Bill will help startup employees who receive tax bills for illiquid stock options
WASHINGTON, DC – The National Venture Capital Association (NVCA) issued the following statement today after the U.S. House of Representatives passed H.R. 5719, the Empowering Employees Through Stock Ownership Act.
“Most cash strapped startups dedicate their financial capital to developing and building new products and services, making stock options a critical tool to building strong teams,” said Bobby Franklin, President and CEO of NVCA. “Talented startup recruits are happy to accept less in salary in exchange for stock options because they know that if the startup succeeds, everyone shares in the gains. This is the secret sauce that underpins the innovation economy, aligning the interests of the startup founders, their investors and team members to drive value creation for the country.”
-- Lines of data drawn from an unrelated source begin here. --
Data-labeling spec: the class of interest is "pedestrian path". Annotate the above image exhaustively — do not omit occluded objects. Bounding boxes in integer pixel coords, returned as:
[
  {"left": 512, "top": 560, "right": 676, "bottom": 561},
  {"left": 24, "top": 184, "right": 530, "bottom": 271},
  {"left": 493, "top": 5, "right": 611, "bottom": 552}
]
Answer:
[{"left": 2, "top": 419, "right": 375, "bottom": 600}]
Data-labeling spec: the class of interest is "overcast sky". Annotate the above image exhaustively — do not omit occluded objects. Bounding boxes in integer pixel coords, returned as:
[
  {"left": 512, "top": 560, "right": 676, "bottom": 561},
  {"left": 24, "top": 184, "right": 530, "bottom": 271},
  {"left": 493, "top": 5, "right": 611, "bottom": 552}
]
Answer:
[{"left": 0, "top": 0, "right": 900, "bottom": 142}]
“Unfortunately, as the U.S. capital markets have become hostile to small capitalization companies, startups are now choosing to stay private longer rather than pursue an IPO. This creates challenges for startup employees when their stock options vest without a liquid market to sell their stock to pay the taxes due,” added Franklin. “With passage of this important legislation in the House today, lawmakers recognize how important stock options are to maintaining a strong entrepreneurial ecosystem and agree that startup employees shouldn’t be forced to pay taxes immediately on phantom income they haven’t received. We are excited to see Congress take a step towards updating the tax code to reflect the realities of the entrepreneurial ecosystem. We applaud Congressman Paulsen and Congressman Crowley for their leadership on this issue and thank Majority Leader McCarthy for spearheading the Innovation Initiative of which this bill is an important component.”